La battaglia delle news e gli orrori veri

I corpi gettati in strada o nei fossi, le mani legate, parlano di esecuzioni sommarie a Bucha, un villaggio fuori Kiev sinora sconosciuto al mondo. Bucha rischia di diventare il nome simbolo del processo mondiale, per crimini di guerra, che gli ucraini vogliono per Putin e i suoi uomini, capaci a loro dire di simili massacri. Dal canto loro i russi rimandano al mittente le accuse, parlando di messa in scena perfetta degli stessi “liberatori”. Ma certo le atrocità esistono perchè non sono solo le immagini scioccanti di Bucha ad arrivarci, ma altre ancora, in continuazione, e testimonianze come quella del sindaco di Irpin, Alexander Markushin, città simbolo della tragedia non lontano dalla capitale, che riferisce di esecuzioni sommarie e carri armati che passano spora i corpi, o foto (come quella di copertina), fornita dalla vice premier ucraina Iryna Vereshchuk, in cui si vedono 15 soldatesse, rilasciate in uno scambio prigionieri, rasate dai russi come si faceva nella Seconda guerra mondiale con gli ebrei allo scopo di umiliarli.
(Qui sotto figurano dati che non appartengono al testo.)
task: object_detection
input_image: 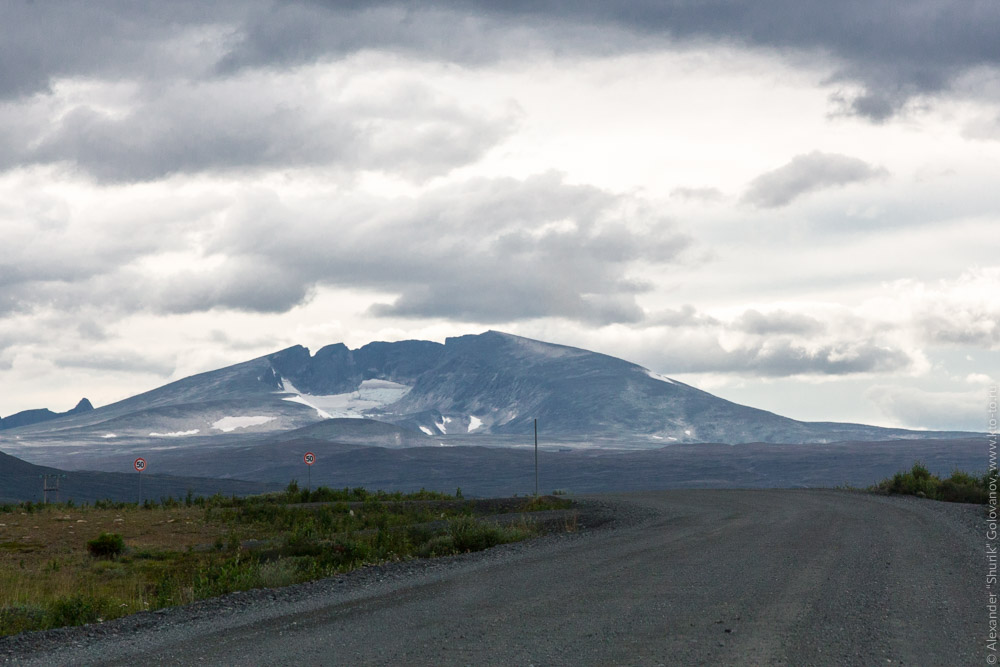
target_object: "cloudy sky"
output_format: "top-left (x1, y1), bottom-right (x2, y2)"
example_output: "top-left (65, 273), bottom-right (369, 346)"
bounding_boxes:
top-left (0, 0), bottom-right (1000, 430)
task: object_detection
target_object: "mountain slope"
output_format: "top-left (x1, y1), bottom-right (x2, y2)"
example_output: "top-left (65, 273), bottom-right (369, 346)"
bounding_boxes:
top-left (0, 398), bottom-right (94, 431)
top-left (0, 331), bottom-right (972, 458)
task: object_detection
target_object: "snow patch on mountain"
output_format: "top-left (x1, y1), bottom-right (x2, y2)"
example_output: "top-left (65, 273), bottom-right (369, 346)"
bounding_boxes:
top-left (212, 415), bottom-right (275, 433)
top-left (281, 378), bottom-right (411, 419)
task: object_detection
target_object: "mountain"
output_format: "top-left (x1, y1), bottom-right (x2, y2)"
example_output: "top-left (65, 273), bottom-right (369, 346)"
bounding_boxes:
top-left (0, 398), bottom-right (94, 431)
top-left (0, 331), bottom-right (968, 475)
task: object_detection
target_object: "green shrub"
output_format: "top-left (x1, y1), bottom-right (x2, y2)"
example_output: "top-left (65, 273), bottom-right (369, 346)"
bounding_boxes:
top-left (873, 461), bottom-right (996, 503)
top-left (45, 593), bottom-right (107, 628)
top-left (448, 516), bottom-right (527, 553)
top-left (87, 533), bottom-right (125, 558)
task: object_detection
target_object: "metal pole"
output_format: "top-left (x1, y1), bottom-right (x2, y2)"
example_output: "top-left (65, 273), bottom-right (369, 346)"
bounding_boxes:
top-left (535, 419), bottom-right (538, 498)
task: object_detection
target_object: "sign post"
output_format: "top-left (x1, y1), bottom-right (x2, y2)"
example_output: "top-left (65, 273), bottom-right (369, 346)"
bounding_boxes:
top-left (302, 452), bottom-right (316, 491)
top-left (132, 456), bottom-right (146, 505)
top-left (535, 419), bottom-right (538, 498)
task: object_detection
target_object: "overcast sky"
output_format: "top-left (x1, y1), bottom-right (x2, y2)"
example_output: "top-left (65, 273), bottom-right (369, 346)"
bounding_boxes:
top-left (0, 0), bottom-right (1000, 431)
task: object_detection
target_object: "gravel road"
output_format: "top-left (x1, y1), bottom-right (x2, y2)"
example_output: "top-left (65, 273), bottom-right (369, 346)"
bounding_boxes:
top-left (0, 490), bottom-right (988, 666)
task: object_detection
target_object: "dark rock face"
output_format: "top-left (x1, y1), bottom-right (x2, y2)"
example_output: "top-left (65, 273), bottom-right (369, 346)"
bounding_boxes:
top-left (0, 398), bottom-right (94, 431)
top-left (0, 331), bottom-right (976, 448)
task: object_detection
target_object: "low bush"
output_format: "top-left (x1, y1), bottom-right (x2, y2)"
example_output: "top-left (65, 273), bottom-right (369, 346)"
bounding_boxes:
top-left (87, 533), bottom-right (125, 558)
top-left (873, 461), bottom-right (996, 504)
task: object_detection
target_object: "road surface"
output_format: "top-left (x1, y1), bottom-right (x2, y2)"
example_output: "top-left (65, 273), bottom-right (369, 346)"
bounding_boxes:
top-left (1, 490), bottom-right (989, 666)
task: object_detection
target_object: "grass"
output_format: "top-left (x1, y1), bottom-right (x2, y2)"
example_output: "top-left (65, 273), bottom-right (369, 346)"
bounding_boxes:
top-left (0, 482), bottom-right (572, 635)
top-left (872, 461), bottom-right (997, 504)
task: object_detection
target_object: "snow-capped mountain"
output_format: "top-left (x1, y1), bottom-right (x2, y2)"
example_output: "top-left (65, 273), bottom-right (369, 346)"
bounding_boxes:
top-left (0, 331), bottom-right (972, 465)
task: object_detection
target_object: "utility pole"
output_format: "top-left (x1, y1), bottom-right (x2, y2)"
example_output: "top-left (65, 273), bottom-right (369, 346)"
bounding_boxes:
top-left (39, 474), bottom-right (66, 505)
top-left (535, 418), bottom-right (538, 498)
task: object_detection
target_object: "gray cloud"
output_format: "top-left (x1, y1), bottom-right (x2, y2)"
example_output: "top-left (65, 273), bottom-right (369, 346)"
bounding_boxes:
top-left (203, 174), bottom-right (689, 324)
top-left (735, 309), bottom-right (826, 336)
top-left (0, 174), bottom-right (690, 324)
top-left (0, 0), bottom-right (1000, 121)
top-left (670, 188), bottom-right (726, 202)
top-left (743, 151), bottom-right (887, 208)
top-left (646, 304), bottom-right (722, 327)
top-left (225, 0), bottom-right (1000, 121)
top-left (0, 73), bottom-right (514, 181)
top-left (51, 350), bottom-right (174, 376)
top-left (657, 336), bottom-right (913, 377)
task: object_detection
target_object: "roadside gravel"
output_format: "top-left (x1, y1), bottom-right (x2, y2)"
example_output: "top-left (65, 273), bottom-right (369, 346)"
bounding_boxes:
top-left (0, 489), bottom-right (987, 666)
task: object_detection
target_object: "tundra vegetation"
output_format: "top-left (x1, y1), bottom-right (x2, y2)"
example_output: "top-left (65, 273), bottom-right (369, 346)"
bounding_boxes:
top-left (872, 461), bottom-right (997, 504)
top-left (0, 482), bottom-right (572, 635)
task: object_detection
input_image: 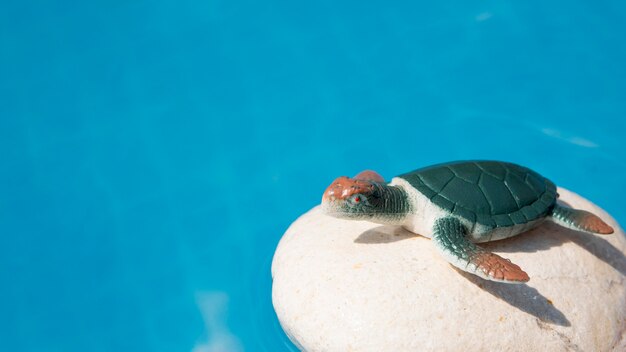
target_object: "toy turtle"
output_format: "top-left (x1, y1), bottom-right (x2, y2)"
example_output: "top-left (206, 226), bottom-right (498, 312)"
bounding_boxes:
top-left (322, 161), bottom-right (613, 283)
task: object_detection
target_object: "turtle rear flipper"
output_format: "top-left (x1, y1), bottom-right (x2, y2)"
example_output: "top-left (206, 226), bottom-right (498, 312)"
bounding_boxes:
top-left (548, 204), bottom-right (613, 235)
top-left (432, 217), bottom-right (529, 283)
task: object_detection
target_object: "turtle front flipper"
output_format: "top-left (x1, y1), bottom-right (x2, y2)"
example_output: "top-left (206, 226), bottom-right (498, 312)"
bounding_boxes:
top-left (549, 204), bottom-right (613, 235)
top-left (432, 217), bottom-right (528, 283)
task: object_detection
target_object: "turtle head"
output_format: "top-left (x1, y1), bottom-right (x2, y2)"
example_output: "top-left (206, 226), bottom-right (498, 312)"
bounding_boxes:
top-left (322, 171), bottom-right (388, 221)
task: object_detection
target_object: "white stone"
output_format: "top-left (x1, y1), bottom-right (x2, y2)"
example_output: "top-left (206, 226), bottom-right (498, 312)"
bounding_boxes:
top-left (272, 189), bottom-right (626, 352)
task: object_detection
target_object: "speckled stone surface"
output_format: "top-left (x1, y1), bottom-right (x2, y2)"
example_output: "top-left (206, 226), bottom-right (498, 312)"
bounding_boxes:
top-left (272, 189), bottom-right (626, 352)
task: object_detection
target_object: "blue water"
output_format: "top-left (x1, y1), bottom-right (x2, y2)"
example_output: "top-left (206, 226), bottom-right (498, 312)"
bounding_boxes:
top-left (0, 0), bottom-right (626, 352)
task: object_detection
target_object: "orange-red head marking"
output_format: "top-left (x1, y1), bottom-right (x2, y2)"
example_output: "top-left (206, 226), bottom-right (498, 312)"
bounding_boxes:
top-left (322, 170), bottom-right (409, 223)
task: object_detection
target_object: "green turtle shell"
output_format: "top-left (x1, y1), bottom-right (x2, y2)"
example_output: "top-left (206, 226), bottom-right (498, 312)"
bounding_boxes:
top-left (398, 161), bottom-right (557, 228)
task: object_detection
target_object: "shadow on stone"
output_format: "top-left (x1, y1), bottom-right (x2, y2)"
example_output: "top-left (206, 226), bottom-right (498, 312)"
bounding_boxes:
top-left (354, 226), bottom-right (422, 244)
top-left (483, 222), bottom-right (626, 276)
top-left (455, 268), bottom-right (571, 327)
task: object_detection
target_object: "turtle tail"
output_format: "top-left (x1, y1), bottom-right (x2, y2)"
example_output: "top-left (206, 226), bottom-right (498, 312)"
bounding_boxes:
top-left (549, 204), bottom-right (613, 235)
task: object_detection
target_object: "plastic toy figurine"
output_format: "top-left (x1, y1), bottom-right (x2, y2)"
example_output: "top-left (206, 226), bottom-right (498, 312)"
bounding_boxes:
top-left (322, 161), bottom-right (613, 283)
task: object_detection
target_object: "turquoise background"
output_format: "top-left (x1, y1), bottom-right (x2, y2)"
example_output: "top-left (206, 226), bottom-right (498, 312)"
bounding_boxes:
top-left (0, 0), bottom-right (626, 352)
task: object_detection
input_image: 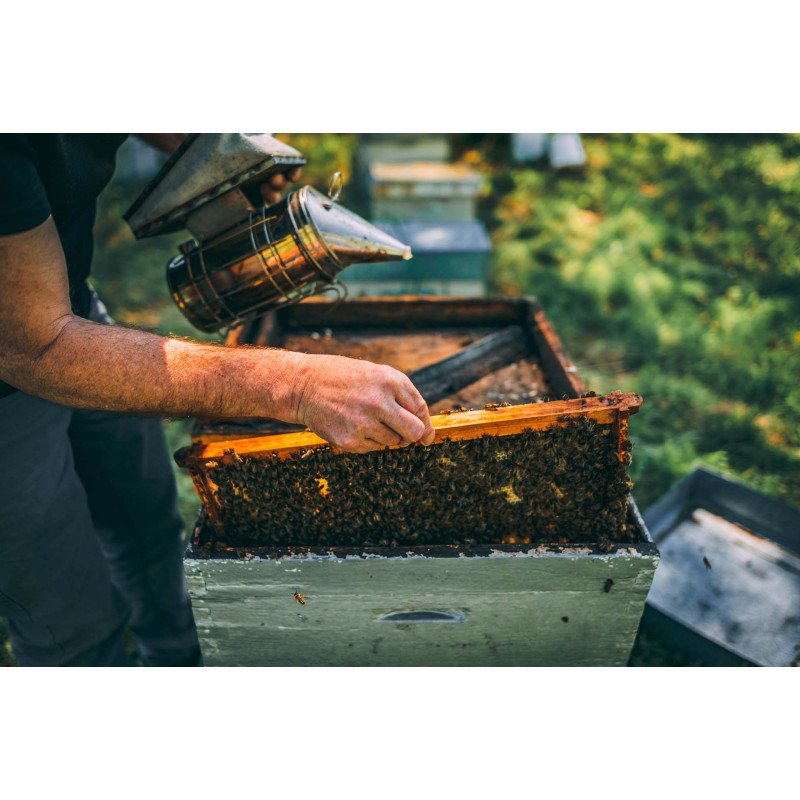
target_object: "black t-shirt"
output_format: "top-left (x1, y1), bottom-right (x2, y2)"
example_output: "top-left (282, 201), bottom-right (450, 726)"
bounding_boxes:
top-left (0, 133), bottom-right (127, 317)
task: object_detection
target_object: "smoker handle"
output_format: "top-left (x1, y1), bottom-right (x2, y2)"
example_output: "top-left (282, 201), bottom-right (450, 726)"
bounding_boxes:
top-left (376, 611), bottom-right (467, 623)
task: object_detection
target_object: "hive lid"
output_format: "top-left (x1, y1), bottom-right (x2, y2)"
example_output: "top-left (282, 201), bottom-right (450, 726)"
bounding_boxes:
top-left (369, 161), bottom-right (481, 198)
top-left (645, 469), bottom-right (800, 666)
top-left (124, 133), bottom-right (305, 239)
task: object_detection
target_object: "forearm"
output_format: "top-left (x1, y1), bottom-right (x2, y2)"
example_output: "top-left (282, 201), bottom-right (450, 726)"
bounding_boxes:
top-left (0, 316), bottom-right (307, 422)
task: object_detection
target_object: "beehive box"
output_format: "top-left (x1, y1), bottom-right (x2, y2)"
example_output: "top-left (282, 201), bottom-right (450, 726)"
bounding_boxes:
top-left (179, 298), bottom-right (657, 665)
top-left (368, 161), bottom-right (481, 220)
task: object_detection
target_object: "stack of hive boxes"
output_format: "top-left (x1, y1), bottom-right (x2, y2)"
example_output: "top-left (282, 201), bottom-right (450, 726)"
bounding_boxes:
top-left (344, 134), bottom-right (491, 297)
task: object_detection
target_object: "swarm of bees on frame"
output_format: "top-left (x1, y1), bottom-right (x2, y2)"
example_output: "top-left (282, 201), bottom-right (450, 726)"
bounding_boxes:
top-left (203, 418), bottom-right (632, 548)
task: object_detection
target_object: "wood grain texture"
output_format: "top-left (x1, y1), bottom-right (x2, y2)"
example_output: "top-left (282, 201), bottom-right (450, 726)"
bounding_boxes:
top-left (175, 393), bottom-right (642, 468)
top-left (409, 325), bottom-right (528, 406)
top-left (186, 551), bottom-right (657, 666)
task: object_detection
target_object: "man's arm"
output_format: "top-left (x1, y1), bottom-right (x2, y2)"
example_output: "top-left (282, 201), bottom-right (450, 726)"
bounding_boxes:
top-left (0, 219), bottom-right (433, 452)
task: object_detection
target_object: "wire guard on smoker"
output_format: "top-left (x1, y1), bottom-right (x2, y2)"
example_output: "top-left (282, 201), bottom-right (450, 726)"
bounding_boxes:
top-left (167, 186), bottom-right (411, 332)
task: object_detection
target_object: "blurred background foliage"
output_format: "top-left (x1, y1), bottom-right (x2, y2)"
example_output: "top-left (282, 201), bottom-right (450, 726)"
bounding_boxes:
top-left (0, 134), bottom-right (800, 664)
top-left (94, 134), bottom-right (800, 520)
top-left (461, 134), bottom-right (800, 507)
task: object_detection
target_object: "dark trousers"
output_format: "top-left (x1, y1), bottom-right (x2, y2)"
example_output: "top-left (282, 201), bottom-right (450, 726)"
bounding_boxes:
top-left (0, 302), bottom-right (200, 666)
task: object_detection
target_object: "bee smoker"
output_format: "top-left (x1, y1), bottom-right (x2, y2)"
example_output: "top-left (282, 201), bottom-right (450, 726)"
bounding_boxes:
top-left (125, 133), bottom-right (411, 332)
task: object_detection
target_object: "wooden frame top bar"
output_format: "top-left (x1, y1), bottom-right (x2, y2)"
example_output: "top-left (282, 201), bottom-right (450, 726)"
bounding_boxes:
top-left (175, 392), bottom-right (642, 468)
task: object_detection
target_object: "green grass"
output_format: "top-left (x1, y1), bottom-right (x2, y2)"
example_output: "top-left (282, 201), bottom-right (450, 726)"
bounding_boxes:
top-left (0, 134), bottom-right (800, 664)
top-left (462, 135), bottom-right (800, 506)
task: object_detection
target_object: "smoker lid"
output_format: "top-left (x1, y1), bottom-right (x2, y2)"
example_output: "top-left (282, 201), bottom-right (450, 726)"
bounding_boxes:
top-left (125, 133), bottom-right (306, 239)
top-left (374, 219), bottom-right (492, 253)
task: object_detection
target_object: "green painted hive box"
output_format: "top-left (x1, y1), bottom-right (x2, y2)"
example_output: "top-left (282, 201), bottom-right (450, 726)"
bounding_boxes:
top-left (184, 297), bottom-right (658, 666)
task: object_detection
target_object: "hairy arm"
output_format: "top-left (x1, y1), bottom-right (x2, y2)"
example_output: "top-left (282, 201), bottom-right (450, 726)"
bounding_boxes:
top-left (0, 219), bottom-right (433, 452)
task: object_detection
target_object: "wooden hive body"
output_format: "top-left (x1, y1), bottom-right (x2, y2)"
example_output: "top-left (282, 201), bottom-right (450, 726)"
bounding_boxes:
top-left (179, 298), bottom-right (657, 665)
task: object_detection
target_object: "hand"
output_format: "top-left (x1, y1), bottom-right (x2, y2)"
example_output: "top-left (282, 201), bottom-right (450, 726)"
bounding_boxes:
top-left (295, 355), bottom-right (434, 453)
top-left (261, 167), bottom-right (303, 206)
Fake news? Deciderà l’opinione pubblica mondiale, che continua ad assommare prove delle atrocità, e anche l’Onu, a cui stavolta, superato il limite dell’orrore, si sono rivolti sia ucraini che russi. La questione chiave, in una guerra che si farà più cruenta nelle zone di guerra più importanti, cioè Donbass e Sud del Paese dove la strategica Odessa continuerà ad essere bombardata, è se l’Europa a questo punto voglia premere l’acceleratore negli aiuti, anche militari all’Ucraina, se si debba veramente staccare la spina su gas e petrolio russo.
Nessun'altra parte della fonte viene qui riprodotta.